After walking through a large door that mimics one end of a barrel, you'll enter a friendly place that's been known to throw the occasional buffet feast for one of the bar family's longtime friends. The open-to-all environment's dark wood and den-like-feel fit best on lazy winter days when the fireplace is lit. Friar Tuck hosts karaoke two nights a week on its small ground-level stage. A favorite for older regulars and younger Lakeviewers, you'll also find $5 mini pitchers of Budweiser on karaoke nights. A large bar loops around the center of the room, with darts and video games on one side and the fire crackling on the other.
This country-western bar prides itself on importing Southern hospitality and a country feel to Andersonville. A mixed crowd of old and young, Southern and local, as well as friendly bartenders who probably put up with a lot of drunks on a regular basis, fill the seats. Thursday karaoke nights fill up fast; make a selection and get your name on the list quickly. It's reasonable to expect honky-tonk, but the mixed crowd tends to sing anything and everything from Alicia Keys to Journey to Dolly Parton to Young MC. The final touch for my belting-out evening, however, was a doorman who doubled as a rude homophobe: My group of friends included a birthday boy, who yes, happens to be gay; he was told several times that "This is a straight bar." When we stood our ground as paying customers and continued to stay, he finally said, "I'll tell you one more time: This is a straight bar." Thankfully no brawls broke out, but we'll take our karaoke elsewhere.

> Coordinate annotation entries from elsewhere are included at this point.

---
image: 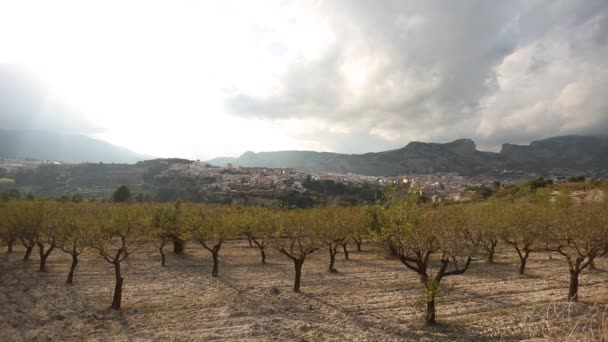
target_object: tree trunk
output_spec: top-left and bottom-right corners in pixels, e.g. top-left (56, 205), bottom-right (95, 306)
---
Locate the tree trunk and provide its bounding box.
top-left (342, 242), bottom-right (348, 260)
top-left (112, 258), bottom-right (124, 310)
top-left (158, 245), bottom-right (165, 267)
top-left (23, 246), bottom-right (34, 261)
top-left (6, 237), bottom-right (15, 253)
top-left (38, 243), bottom-right (55, 272)
top-left (66, 253), bottom-right (78, 285)
top-left (329, 244), bottom-right (338, 273)
top-left (211, 250), bottom-right (219, 277)
top-left (293, 258), bottom-right (304, 292)
top-left (425, 293), bottom-right (437, 325)
top-left (353, 239), bottom-right (363, 252)
top-left (488, 241), bottom-right (498, 264)
top-left (568, 270), bottom-right (580, 302)
top-left (519, 255), bottom-right (528, 274)
top-left (173, 238), bottom-right (186, 255)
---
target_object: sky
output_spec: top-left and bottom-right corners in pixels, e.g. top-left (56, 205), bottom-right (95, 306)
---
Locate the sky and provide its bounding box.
top-left (0, 0), bottom-right (608, 160)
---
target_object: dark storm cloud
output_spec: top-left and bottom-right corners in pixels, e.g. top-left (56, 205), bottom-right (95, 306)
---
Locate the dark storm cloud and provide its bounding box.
top-left (0, 65), bottom-right (95, 133)
top-left (226, 0), bottom-right (608, 152)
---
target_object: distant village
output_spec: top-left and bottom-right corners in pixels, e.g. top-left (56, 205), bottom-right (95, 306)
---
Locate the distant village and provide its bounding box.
top-left (0, 158), bottom-right (572, 201)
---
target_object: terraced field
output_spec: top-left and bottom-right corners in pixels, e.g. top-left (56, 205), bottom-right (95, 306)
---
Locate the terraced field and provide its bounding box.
top-left (0, 241), bottom-right (608, 341)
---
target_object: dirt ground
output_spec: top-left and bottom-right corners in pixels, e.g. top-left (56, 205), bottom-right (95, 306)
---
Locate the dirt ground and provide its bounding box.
top-left (0, 241), bottom-right (608, 341)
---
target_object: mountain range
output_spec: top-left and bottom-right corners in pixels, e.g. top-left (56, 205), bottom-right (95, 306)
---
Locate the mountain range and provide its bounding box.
top-left (207, 135), bottom-right (608, 176)
top-left (0, 128), bottom-right (608, 177)
top-left (0, 128), bottom-right (153, 164)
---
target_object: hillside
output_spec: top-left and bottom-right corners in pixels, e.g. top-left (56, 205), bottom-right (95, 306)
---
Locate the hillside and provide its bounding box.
top-left (0, 128), bottom-right (150, 164)
top-left (208, 136), bottom-right (608, 176)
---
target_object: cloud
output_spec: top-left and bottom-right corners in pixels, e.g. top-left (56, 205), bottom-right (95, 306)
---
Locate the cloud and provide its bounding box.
top-left (225, 0), bottom-right (608, 152)
top-left (0, 65), bottom-right (98, 134)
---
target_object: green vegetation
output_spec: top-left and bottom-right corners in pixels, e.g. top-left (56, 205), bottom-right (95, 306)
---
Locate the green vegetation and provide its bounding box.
top-left (0, 180), bottom-right (608, 324)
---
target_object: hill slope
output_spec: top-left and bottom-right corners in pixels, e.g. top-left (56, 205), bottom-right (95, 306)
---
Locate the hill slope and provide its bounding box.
top-left (208, 136), bottom-right (608, 176)
top-left (0, 128), bottom-right (150, 163)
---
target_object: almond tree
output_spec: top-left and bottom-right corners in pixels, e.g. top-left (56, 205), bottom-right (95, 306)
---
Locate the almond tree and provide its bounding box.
top-left (466, 203), bottom-right (505, 264)
top-left (56, 203), bottom-right (96, 285)
top-left (550, 203), bottom-right (608, 302)
top-left (186, 205), bottom-right (237, 277)
top-left (350, 207), bottom-right (369, 254)
top-left (497, 203), bottom-right (550, 274)
top-left (0, 203), bottom-right (17, 253)
top-left (270, 209), bottom-right (322, 292)
top-left (7, 200), bottom-right (45, 261)
top-left (239, 207), bottom-right (281, 264)
top-left (91, 204), bottom-right (149, 310)
top-left (151, 201), bottom-right (186, 267)
top-left (36, 202), bottom-right (61, 272)
top-left (320, 205), bottom-right (350, 272)
top-left (382, 196), bottom-right (480, 325)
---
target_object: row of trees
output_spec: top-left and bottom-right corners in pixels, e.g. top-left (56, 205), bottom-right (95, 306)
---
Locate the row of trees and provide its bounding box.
top-left (0, 196), bottom-right (608, 324)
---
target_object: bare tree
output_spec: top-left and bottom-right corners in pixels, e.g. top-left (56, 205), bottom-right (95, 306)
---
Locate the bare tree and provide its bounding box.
top-left (382, 196), bottom-right (480, 325)
top-left (186, 205), bottom-right (237, 277)
top-left (271, 210), bottom-right (322, 292)
top-left (91, 204), bottom-right (149, 310)
top-left (549, 203), bottom-right (608, 302)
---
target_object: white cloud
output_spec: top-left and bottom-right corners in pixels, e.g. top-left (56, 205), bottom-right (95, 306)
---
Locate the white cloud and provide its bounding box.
top-left (0, 0), bottom-right (608, 158)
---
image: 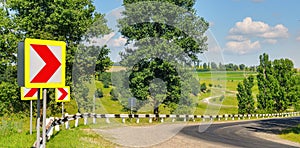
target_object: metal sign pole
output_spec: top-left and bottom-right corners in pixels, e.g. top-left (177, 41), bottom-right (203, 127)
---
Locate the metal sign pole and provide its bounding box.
top-left (93, 94), bottom-right (96, 113)
top-left (30, 100), bottom-right (32, 135)
top-left (36, 89), bottom-right (41, 148)
top-left (61, 102), bottom-right (65, 118)
top-left (43, 88), bottom-right (47, 148)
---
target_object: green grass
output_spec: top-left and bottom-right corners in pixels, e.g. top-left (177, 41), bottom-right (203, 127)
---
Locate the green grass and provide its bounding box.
top-left (47, 125), bottom-right (116, 148)
top-left (280, 124), bottom-right (300, 143)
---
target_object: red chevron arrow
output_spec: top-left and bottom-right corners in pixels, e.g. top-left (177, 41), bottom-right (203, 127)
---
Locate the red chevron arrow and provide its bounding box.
top-left (30, 44), bottom-right (61, 83)
top-left (58, 88), bottom-right (68, 100)
top-left (24, 88), bottom-right (38, 97)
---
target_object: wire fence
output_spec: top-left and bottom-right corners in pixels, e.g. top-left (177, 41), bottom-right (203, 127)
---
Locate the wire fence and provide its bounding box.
top-left (33, 112), bottom-right (300, 148)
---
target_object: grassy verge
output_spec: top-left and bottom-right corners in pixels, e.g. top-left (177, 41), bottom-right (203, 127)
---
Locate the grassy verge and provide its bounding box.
top-left (280, 124), bottom-right (300, 143)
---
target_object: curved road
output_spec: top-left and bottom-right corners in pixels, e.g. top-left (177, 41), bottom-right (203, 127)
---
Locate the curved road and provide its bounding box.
top-left (180, 117), bottom-right (300, 148)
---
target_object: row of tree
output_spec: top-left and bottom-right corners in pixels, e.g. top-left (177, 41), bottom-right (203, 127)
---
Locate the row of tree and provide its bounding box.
top-left (237, 54), bottom-right (300, 114)
top-left (196, 62), bottom-right (257, 71)
top-left (0, 0), bottom-right (112, 116)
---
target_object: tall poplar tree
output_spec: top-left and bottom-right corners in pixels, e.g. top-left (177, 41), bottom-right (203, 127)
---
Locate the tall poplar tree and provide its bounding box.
top-left (237, 75), bottom-right (255, 114)
top-left (119, 0), bottom-right (208, 114)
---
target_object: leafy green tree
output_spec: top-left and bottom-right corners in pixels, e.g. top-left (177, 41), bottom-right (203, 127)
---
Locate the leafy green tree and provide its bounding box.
top-left (203, 63), bottom-right (208, 70)
top-left (200, 83), bottom-right (207, 92)
top-left (119, 0), bottom-right (208, 113)
top-left (257, 54), bottom-right (299, 112)
top-left (237, 75), bottom-right (255, 114)
top-left (239, 64), bottom-right (246, 70)
top-left (210, 62), bottom-right (218, 70)
top-left (257, 53), bottom-right (277, 112)
top-left (0, 0), bottom-right (110, 113)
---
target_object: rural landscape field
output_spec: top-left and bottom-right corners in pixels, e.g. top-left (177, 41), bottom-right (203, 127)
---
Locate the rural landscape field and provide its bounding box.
top-left (0, 0), bottom-right (300, 148)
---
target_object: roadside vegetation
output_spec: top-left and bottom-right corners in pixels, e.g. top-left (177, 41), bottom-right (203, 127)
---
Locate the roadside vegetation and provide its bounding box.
top-left (280, 124), bottom-right (300, 143)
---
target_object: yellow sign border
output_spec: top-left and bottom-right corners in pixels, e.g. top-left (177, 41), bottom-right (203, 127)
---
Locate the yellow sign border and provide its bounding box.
top-left (55, 86), bottom-right (71, 102)
top-left (24, 38), bottom-right (66, 88)
top-left (20, 87), bottom-right (43, 101)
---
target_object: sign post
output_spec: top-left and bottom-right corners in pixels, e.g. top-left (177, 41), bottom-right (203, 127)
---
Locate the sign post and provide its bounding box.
top-left (18, 39), bottom-right (66, 147)
top-left (43, 88), bottom-right (47, 148)
top-left (36, 90), bottom-right (41, 148)
top-left (29, 100), bottom-right (32, 135)
top-left (55, 86), bottom-right (70, 102)
top-left (21, 87), bottom-right (38, 135)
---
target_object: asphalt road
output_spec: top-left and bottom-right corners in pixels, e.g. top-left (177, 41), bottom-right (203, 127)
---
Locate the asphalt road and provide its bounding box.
top-left (180, 117), bottom-right (300, 148)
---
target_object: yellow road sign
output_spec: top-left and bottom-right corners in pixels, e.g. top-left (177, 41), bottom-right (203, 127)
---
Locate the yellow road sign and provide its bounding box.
top-left (55, 86), bottom-right (71, 102)
top-left (21, 87), bottom-right (42, 100)
top-left (24, 39), bottom-right (66, 88)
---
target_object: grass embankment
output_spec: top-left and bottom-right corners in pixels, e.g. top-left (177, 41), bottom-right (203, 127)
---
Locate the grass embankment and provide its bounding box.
top-left (0, 72), bottom-right (260, 147)
top-left (280, 124), bottom-right (300, 143)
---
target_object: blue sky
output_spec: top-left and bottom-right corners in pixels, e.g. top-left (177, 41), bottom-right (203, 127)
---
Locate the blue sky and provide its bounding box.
top-left (95, 0), bottom-right (300, 67)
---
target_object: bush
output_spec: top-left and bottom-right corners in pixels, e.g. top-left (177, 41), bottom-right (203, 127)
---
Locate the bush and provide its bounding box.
top-left (96, 88), bottom-right (103, 98)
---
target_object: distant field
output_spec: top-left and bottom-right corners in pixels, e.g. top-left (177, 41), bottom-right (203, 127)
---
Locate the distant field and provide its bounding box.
top-left (198, 71), bottom-right (256, 80)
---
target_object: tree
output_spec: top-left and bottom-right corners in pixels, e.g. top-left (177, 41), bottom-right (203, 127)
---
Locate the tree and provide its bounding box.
top-left (119, 0), bottom-right (208, 113)
top-left (273, 59), bottom-right (299, 112)
top-left (210, 62), bottom-right (218, 70)
top-left (257, 53), bottom-right (277, 112)
top-left (200, 83), bottom-right (207, 92)
top-left (239, 64), bottom-right (246, 70)
top-left (7, 0), bottom-right (109, 113)
top-left (203, 63), bottom-right (208, 70)
top-left (237, 75), bottom-right (255, 114)
top-left (257, 54), bottom-right (299, 112)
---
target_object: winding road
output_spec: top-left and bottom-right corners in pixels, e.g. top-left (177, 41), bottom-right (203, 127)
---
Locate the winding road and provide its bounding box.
top-left (175, 117), bottom-right (300, 148)
top-left (94, 117), bottom-right (300, 148)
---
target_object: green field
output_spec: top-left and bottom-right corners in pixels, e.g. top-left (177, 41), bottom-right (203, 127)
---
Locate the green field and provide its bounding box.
top-left (280, 124), bottom-right (300, 143)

This well-known karaoke destination, nestled among the many Korean karaoke bars and restaurants near Lincoln and Foster Avenues, may be a bit too brightly lit for some wannabe singers. The bright lights are enhanced even more by all the neon beer signage, numerous television screens and four karaoke monitors. A few years ago, the place was darker and a bit more obscure, with the singing platform all the way in the back corner. Now karaoke takes center stage, focused right in the middle of the room facing the long stretch of bar on the opposite wall. Since karaoke sessions break out nightly, this is a good place to go with a large group mid-week so you can take over the stage a bit. Weekends get rowdier and packed with a long list of eager crooners. The Hidden Cove stays open until 4 a.m. nightly, allowing you to keep on singing each and every verse of "American Pie." No one will cut you off, since the Cove is such a polite neighborhood establishment, but at times someone probably should.